Using grazing incidence synchrotron x-ray diffraction (GID) we have studied the influence of the divalent cations cadmium, lead, barium, and zinc in the subphase on the structure and phase transitions of Langmuir monolayers of heneicosanoic acid. Levieller et al.(Langmuir 10, 819 (1994)) were the first to observe a superlattice of cadmium ions under the acid monolayer and we observed a similar highly ordered structure of lead ions. A clear indication of a similar counterionic lattice is not obtained with barium and zinc even at high pH values.
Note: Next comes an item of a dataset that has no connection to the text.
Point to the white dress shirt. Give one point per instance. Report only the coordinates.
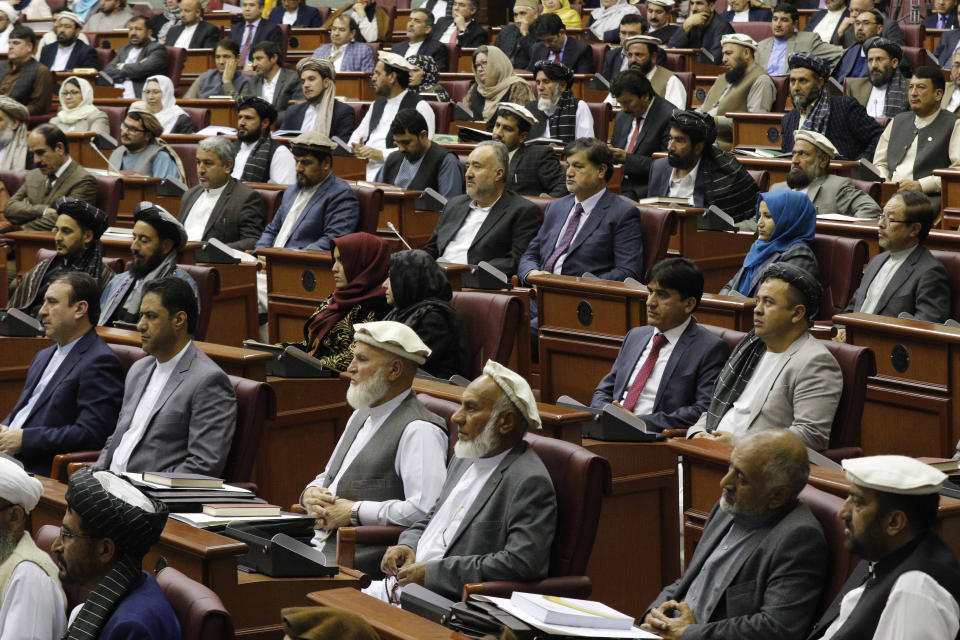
(648, 394)
(138, 424)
The formation of the counterionic superlattice survives only above a particular pH threshold value and under a particular temperature and is accompanied by the appearance of the "characteristic triplet" of peaks from the acid monolayer. The calculated area per molecule depends on the type of the coordinated ion and increases with higher Pauling electronegativity in consonance with results that Schwartz et al.(J. Am. Chem. Soc. 115, 7374 (1993)) found for LB films of these molecular complexes. [Supported by DOE grant no. DE-FG02-84ER45125.]